Зов Перводрева (СИ) - Беренцев Альберт. Страница 8

«Ваше Величество!

С прискорбием и болью сообщаю, что миссия полковника Резакова полностью провалена. Ему не удалось захватить сектантов, подробности сейчас уточняю.

Но уже ясно, что заброшенная Третья линия Петербургского метрополитена затоплена почти что полностью. Там имел место подземный бой, спровоцировавший прорыв подземных вод.

Опасности для остального Петербургского метрополитена нет никакой, в связи с тем, что Третья линия хорошо изолирована.

Кроме того, достоверно установлено, что интересовавшие вас сектанты скрываются на станции Жаросветовской.

Они не пострадали от наводнения и вероятно живы, поскольку Жаросветовская оборудована, как бункер гражданской обороны, и имеет герметичные двери.

Однако считаю дальнейшие попытки штурма станции полностью невозможными. Имперский инспектор князь Рудокопов убедил меня, что любая попытка подорвать гермодвери на Жаросветовской, либо проникнуть на станцию с поверхности немедленно приведет к обрушению всех тоннелей на Третьей Линии.

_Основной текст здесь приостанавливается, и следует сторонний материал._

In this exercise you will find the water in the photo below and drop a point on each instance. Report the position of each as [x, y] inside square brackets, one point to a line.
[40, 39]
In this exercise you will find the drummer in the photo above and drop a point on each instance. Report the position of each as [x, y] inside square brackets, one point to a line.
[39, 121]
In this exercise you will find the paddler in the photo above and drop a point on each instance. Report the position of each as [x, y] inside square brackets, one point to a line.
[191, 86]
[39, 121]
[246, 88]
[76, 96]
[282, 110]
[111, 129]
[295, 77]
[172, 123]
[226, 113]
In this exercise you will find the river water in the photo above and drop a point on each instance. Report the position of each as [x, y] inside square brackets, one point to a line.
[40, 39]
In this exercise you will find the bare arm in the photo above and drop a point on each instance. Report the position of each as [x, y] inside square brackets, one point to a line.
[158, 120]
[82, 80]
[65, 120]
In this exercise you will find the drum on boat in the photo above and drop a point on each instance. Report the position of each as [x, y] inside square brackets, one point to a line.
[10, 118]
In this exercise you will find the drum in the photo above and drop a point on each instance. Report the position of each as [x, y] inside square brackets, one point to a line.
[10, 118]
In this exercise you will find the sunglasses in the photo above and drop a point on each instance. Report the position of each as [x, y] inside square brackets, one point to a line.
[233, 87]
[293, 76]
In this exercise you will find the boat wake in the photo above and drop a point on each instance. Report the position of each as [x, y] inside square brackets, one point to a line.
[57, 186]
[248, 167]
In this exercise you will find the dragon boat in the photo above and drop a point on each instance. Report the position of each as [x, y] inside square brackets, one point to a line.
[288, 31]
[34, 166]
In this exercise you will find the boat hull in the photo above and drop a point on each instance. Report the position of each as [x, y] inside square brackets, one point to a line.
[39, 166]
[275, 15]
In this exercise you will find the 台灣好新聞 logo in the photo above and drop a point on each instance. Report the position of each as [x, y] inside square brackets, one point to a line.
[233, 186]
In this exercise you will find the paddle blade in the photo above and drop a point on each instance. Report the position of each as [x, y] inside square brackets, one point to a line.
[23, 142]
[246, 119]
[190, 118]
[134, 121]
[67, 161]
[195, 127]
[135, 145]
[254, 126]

Так что захватить живыми кого-либо из сектантов возможным не представляется.

Жду дальнейших указаний.

Ваш верный слуга и холоп,

Шеф Политического департамента Охранного Отделения,

барон Меньшиков»

ОТВЕТ:

«Сектанты больше мне не нужны. Я решил свою проблему иначе.

Так что убейте всех. Пошлите водолазов, пусть заложат у гермодверей Жаросветовской солярис-бомбу.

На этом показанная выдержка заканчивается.